Purbaya Belum Mau Terapkan Cukai Popok-Tisu Basah Sebelum Ekonomi 6%

2 hours ago 2

Jakarta, CNBC Indonesia - Menteri Keuangan Purbaya Yudhi Sadewa menegaskan, pengenaan cukai terhadap diapers atau popok hingga tisu basah tak akan diterapkan dalam waktu dekat.

Ia menegaskan kebijakan pengenaan pungutan tambahan perpajakan bagi masyarakat itu tak akan direalisasikan sampai ekonomi masyarakat benar-benar stabil, ditandai dengan pertumbuhan ekonomi mencapai 6%.

"Sepertinya belum kia terapkan dalam waktu dekat sebelum ekonomi stabil," kata Purbaya di kantornya, Jakarta, Jumat (14/11/2025).

"Saya tidak akan menambah pajak tambahan. Kalau sudah 6% lebih baru menambah pajak-pajak," tegasnya.

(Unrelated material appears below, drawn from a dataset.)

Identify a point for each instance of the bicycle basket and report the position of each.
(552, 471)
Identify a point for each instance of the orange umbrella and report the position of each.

Sebelumnya, Direktorat Jenderal Bea dan Cukai (DJBC) Kementerian Keuangan juga telah mengungkapkan latar belakang munculnya kajian pengenaan cukai terhadap diapers atau popok hingga tisu basah.

Direktur Komunikasi dan Bimbingan Pengguna Jasa DJBC Nirwala Dwi Heryanto mengungkapkan, kajian itu muncul sejak 2021, setelah adanya Peraturan Pemerintah (PP) Nomor 83 Tahun 2018 tentang Penanganan Sampah Laut.

"Kajian ini merupakan tindak lanjut program penanganan sampah laut (PP 83/2018)," kata Nirwala dikutip dari keterangannya, Jumat (14/11/2025).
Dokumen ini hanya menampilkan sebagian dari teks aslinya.